L’immobilier lyonnais post-covid : où est la crise ?

Si de nombreux médias sont annonciateurs d’une baisse prochaine des prix de l’immobilier dans les plus grandes métropoles de France, les acteurs de terrain ne font pas état d’un quelconque trou d’air annonciateur de mauvais jours pour l’immobilier en région lyonnaise. Bien au contraire, l’immobilier lyonnais joue son rôle de valeur refuge et résiste à la crise économique post-covid sur laquelle les analystes spéculent depuis près d’un an. Si certaines typologies de biens tirent leur épingle du jeu, nous assistons simplement à une restructuration de la demande immobilière.

Chiffres à l’appui, la métropole lyonnaise affiche une santé insolente de son parc immobilier avec une hausse moyenne d’environ 9% des prix sur les 12 derniers mois (baromètre SL 2021). La mutation de la demande immobilière se fait déjà franchement ressentir : en tête, les petits pavillons avec jardin dont les prix s’envolent à Lyon et dans la métropole avec 12% de hausse en un an.

Le nouvel impératif de la maison individuel avec jardin

 

« la demande de maisons a explosé. Il y a une inversion : à Lyon les acheteurs sont moins pressés, alors qu’en dehors de Lyon, ça bataille pour chaque bien. Non seulement on a vendu plus, mais on a aussi vendu plus cher » selon Olivier Venet, dirigeant d’un groupe immobilier lyonnais depuis 22 ans, propos recueillis par Mathieu Boudet le 12/05/2021 pour France3régions.

Désormais le bien star des accédants à la propriété s’affiche en moyenne à 5.400 € le m2 en région lyonnaise. Les confinements successifs ont en effet eu un effet de « prise de conscience » collectif de la part des acheteurs : les bénéfices de disposer d’un extérieur et le besoin d’espace supplémentaire induit par l’avènement du télétravail réorientent les projets immobiliers des acquéreurs citadins.

Quid de l’habitat collectif ?

 

Pour autant, la cote des appartements dans le lyonnais demeure solide : même si les prix évoluent moins rapidement que ceux des maisons individuelles, le prix du m2 des appartements croît de 5% sur un an dans la métropole à 4.400 € le m2 habitable.

Evidemment, ce sont les biens disposants d’un accès extérieur qui tirent le marché vers le haut : rez-de-jardin, terrasse, balcon… ici aussi, le covid impacte la demande immobilière. Tandis que le marché des studios et plus petites surfaces peine à trouver preneur alors que de nombreux étudiants ont déserté la métropole pour poursuivre leur cursus en distancielle en ralliant le foyer parental.

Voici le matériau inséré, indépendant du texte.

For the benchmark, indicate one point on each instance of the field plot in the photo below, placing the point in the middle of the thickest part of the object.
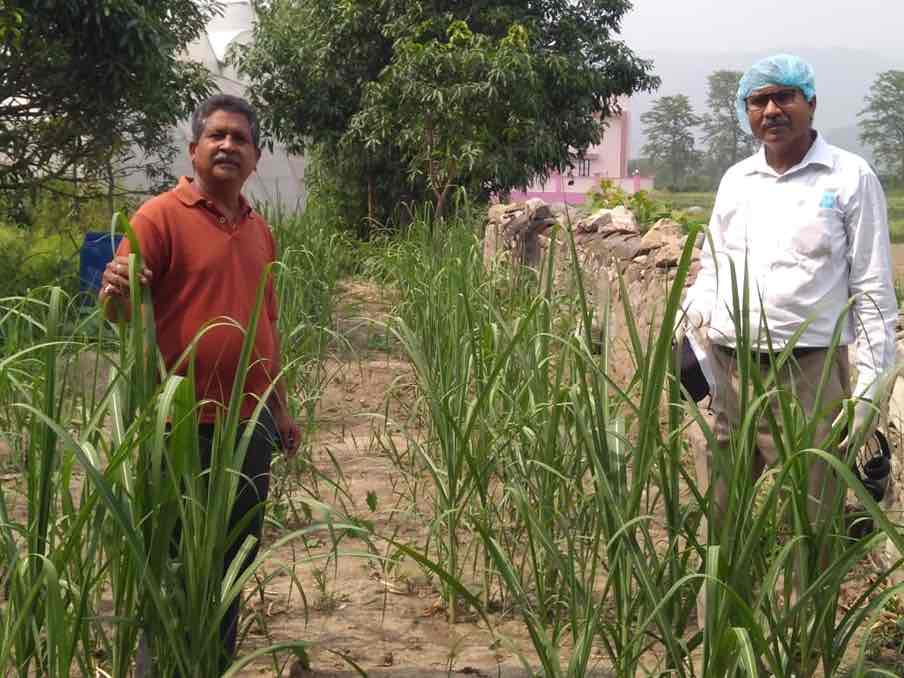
(475, 496)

Mais les prix ne s’effondrent pas pour autant, les vendeurs sont attentistes face aux répercussions futures de la pandémie. Plutôt que de brader leurs biens, les vendeurs sont dans l’attente du retour des étudiants sur les bancs des écoles et universités. L’offre de studios sur Lyon, sans être pléthorique bénéficie d’un trou d’air en attendant le retour des investisseur frileux à l’idée d’acquérir un bien non-loué et certainement difficilement louable !

Prospective immobilière lyonnaise post-covid

 

Si le marché lyonnais était compliqué avant le début de la pandémie, trouver une maison dans la métropole relève maintenant du parcours du combattant. La pénurie de l’offre profite à certains acteurs de l’immobilier : rechercher un bien à Lyon avec Bien ici, et à l’aide de son moteur cartographique 3D innovant permet aux citadins de préparer leur exil du centre-ville en misant sur les critères clefs de leur prochaine mise au vert. Le portail permettant de géolocaliser l’offre dans l’ancien et dans le neuf, en définissant des temps de trajets maximales selon son lieu de travail, mais aussi de rechercher des biens sur les territoires éligibles à la fibre optique, le nouvel impératif immobilier des télétravailleurs.

Les professionnels de l’immobilier s’accordent à dire que la dynamique lyonnaise ne montre aucun signe de fébrilité et que la reprise économique devrait conforter l’attractivité de la métropole à moyen et long terme. Car avant tout, la crise du covid aura mis en lumière qu’être propriétaire de son logement et être bien chez soi est l’une des premières priorités des français.